Landon sat down and Olivia poured him part of her punch.
“So what was the thought going on in there before I interrupted?” He leaned over and tapped his finger lightly on her head.
“Actually I was just thinking I was happy by myself.”
“Ouch.” He pulled away from her with fabricated concern.
“No, no,” she said to reassure him, “not like that. Obviously I’m much happier with you here.”
“Well, that’s a relief.”
“I just mean I was happy sitting with myself, which I don’t think I’ve ever been before.”
“That makes sense,” he said. “You’ve come into your own. Once you get to a point of knowing yourself on a deeper level it’s easier to be alone without being lonely.”
“Yeah,” she agreed, then paused gratefully. “It’s amazing how you do that.”
“Do what?”
“You add reason to my words. It’s why I just say what comes to mind. I don’t have to do all the thinking, because you understand before I even explain.”
“It helps that your words are always knee-deep in reason.”
“No, they are not!”
“Olivia,” he said with a serious sincerity, “for as much as you know yourself, and I believe you do, there’s so much beauty and intelligence that you miss about yourself.”
Olivia was more than flustered; she was a bit in awe. Whatever insecurities she had now melted away in his words. “You know, you actually make me believe that. You make me feel smarter and more beautiful than I have ever felt.”
He looked at ease with the thoughts that she viewed as so raw and vulnerable.
“That’s what love is, Liv. It’s seeing the true beauty of someone and loving them enough to help them see it. That’s why real love brings out the best in people. It amplifies the best part of who they are.”
There it was. The L-word. He had said it at least three times with such simple honesty.
Olivia put down her glass and stared at him across the table. The sun had gone down and the sky behind him was perfectly dark. The stone wall around the patio now seemed to glow with glistening gold. The breeze blew his hair just a bit but was barely strong enough to move a napkin. She gulped, feeling a dryness in her mouth that seemed to be the result of her breath being taken away.
“I love you, Landon,” she said, her voice shaking with vulnerable truth. He looked up at her, almost unaware of the impact of what he had said. Without a word he stood and took her hand.
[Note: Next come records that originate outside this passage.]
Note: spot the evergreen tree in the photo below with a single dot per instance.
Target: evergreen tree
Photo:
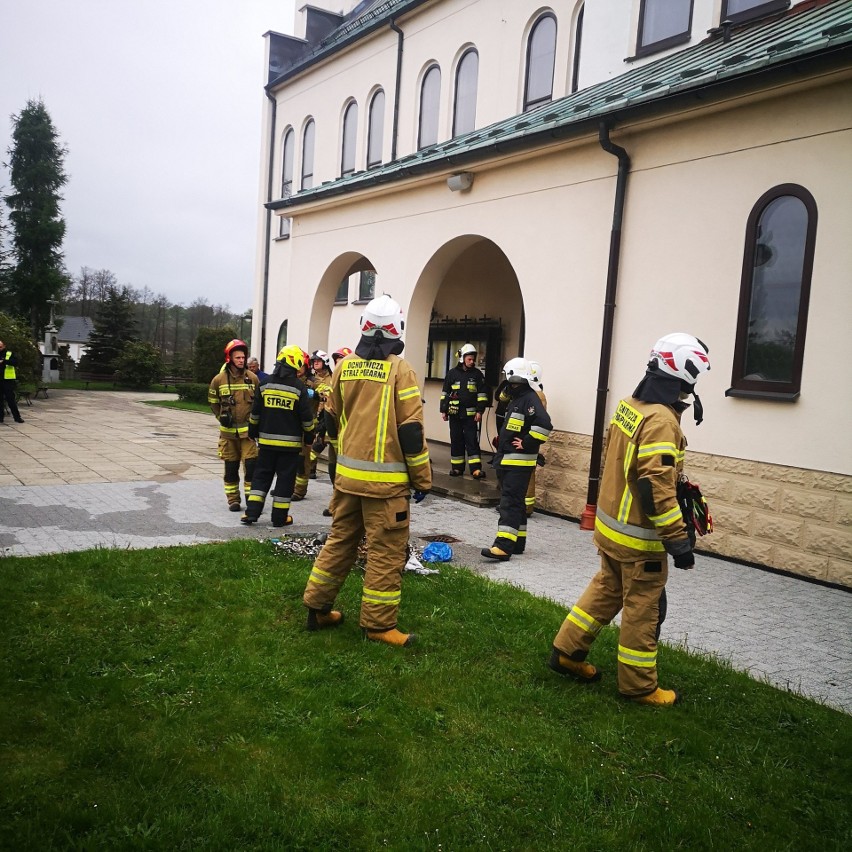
(37, 173)
(114, 327)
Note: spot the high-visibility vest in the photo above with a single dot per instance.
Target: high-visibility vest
(9, 373)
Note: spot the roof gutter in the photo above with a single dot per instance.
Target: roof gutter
(268, 240)
(587, 520)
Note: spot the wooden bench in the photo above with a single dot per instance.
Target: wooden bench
(88, 378)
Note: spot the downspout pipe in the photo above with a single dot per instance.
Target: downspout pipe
(397, 92)
(587, 521)
(268, 241)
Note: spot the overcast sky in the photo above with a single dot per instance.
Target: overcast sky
(159, 104)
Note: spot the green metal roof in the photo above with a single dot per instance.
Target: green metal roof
(805, 32)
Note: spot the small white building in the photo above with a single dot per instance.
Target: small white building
(571, 181)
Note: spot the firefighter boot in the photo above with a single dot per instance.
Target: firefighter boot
(391, 637)
(658, 698)
(581, 671)
(319, 620)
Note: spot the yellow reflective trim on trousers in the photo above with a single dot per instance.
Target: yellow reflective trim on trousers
(584, 621)
(323, 578)
(628, 540)
(667, 517)
(371, 475)
(382, 424)
(640, 659)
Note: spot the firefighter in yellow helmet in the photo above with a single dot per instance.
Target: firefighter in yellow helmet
(638, 522)
(231, 394)
(282, 421)
(374, 415)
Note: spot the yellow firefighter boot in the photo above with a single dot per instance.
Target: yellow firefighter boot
(391, 637)
(563, 665)
(321, 620)
(658, 698)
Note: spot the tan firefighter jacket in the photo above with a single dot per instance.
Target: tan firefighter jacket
(374, 417)
(638, 515)
(233, 390)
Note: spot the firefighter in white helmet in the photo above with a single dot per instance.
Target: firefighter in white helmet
(638, 522)
(463, 402)
(525, 429)
(374, 416)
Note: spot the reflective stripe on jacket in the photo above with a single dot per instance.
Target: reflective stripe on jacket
(369, 402)
(638, 513)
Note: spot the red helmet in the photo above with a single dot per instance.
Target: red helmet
(232, 345)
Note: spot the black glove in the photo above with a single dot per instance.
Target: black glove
(685, 560)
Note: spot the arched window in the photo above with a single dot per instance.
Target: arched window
(430, 103)
(287, 157)
(467, 77)
(578, 46)
(376, 130)
(774, 294)
(308, 155)
(541, 56)
(350, 134)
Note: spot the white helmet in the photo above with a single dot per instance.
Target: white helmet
(383, 317)
(517, 371)
(467, 349)
(536, 376)
(680, 355)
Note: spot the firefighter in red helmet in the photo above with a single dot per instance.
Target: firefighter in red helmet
(231, 394)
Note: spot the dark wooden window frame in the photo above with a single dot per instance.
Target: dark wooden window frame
(757, 11)
(530, 104)
(759, 389)
(462, 58)
(665, 43)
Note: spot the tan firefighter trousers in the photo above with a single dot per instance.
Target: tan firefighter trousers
(634, 588)
(385, 523)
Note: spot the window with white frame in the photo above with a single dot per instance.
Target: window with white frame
(430, 104)
(308, 139)
(663, 24)
(287, 159)
(541, 58)
(467, 79)
(350, 131)
(376, 129)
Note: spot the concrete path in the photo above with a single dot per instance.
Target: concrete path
(99, 469)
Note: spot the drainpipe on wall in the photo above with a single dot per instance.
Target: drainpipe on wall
(400, 37)
(268, 229)
(587, 521)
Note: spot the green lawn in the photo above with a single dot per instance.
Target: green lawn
(171, 699)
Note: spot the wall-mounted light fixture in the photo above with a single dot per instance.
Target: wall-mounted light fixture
(461, 182)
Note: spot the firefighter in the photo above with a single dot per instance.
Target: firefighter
(321, 369)
(375, 416)
(525, 429)
(538, 382)
(282, 421)
(638, 522)
(463, 401)
(231, 394)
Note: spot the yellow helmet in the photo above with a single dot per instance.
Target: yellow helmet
(292, 356)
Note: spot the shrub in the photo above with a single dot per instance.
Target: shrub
(139, 365)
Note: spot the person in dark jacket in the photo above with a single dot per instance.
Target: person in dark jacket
(282, 422)
(525, 428)
(463, 402)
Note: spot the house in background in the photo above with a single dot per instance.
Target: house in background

“Come with me.” He led her a few steps off the patio to the rocky beach.
“Where are we going?”
“Just come.”
Olivia followed, glad at least not to be stuck in the susceptible silence of the table. As they stepped from the rocks onto a small sand path, Landon started running, grasping her hand tightly. They sprinted out across the sand, Olivia feeling the perfect coolness underfoot and exhilarated at the idea of running with no clue where she was going. He could take her anywhere. Just before they reached the water, they came to a small hut built into one of the rocks. It had two massage tables in the middle and huge vases of orchids lining the inside walls. Olivia recognized them from the tour the ambassador had taken them on the day before. “Our national flower, the orchid Cattleya trianae,” Maria Teresa had explained. “I was married to Raj among thousands of them.”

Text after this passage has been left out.